On 21.02.24 19:56, Edward Welbourne via Development wrote:
Andre' Poenitz <apoen...@t-online.de> (21 February 2024 19:21) wrote:
1. 'static' is attached to individual functions, not a scope of
uncertain extend. When working on unfamiliar code it helps to
understand the context. With 'static' the locality is obvious in the
immediate context of the function and not set by some 'namespace {'
potentiall a dozen functions and hundreds of lines of code away.

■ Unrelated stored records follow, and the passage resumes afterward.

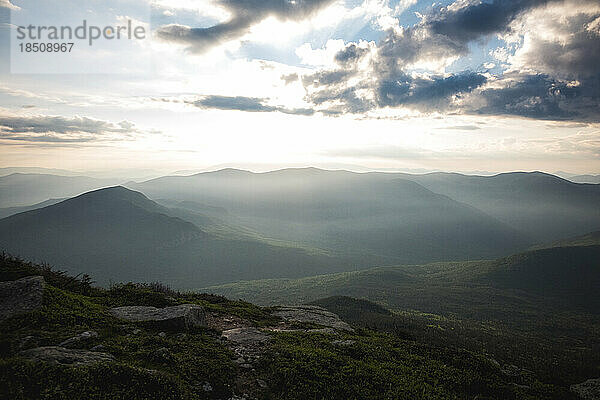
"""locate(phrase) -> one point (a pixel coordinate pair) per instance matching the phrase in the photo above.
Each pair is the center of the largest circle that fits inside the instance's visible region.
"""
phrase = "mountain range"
(115, 234)
(230, 225)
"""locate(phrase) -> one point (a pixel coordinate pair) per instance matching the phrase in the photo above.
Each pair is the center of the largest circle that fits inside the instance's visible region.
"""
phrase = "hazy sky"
(463, 86)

In particular this means that if someone picks up the function and moves
it elsewhere in the file, cut and paste, it's very easy to fail to
notice that they've moved it out of a nameless namespace and thereby
suddenly made it visible to the linker.  They'd have taken that little
word "static" on the front of the declaration with it, if it'd been
there, because it's not so easy to miss.

(Incidentally, the ways I can think of to say "has no name" tend to
suffer from some degree of precedent as "has a name but it has not been
disclosed" - the anonymous author of a pamphlet, the unnamed person who
reported a problem.  I'm currently unable to think of such a precedent
for "nameless", but I suspect that's only that I can't currently think
of it.  Then again, if a namespace with no name actually does have a
secret name, I guess that just matches the linguistic baggage.)


There is a warning for a missing prototype/declarations(-Wmissing-prototypes and -Wmissing-declarations). The clang code model in QtCreator is warning me reliable about it. You can even enforce it by -Werror if you like. ;-)

Anonymous namespace have an other advantage. They work with other construct like classes, enumerations etc. too. People tend to copy code and then you end with a slightly different class. We already had ODR problems because it. And this bugs are hard to find. If you put everything in an anonymous namespace you are simply fine. It is a very easy rule. Yes, that should be not happen but it does.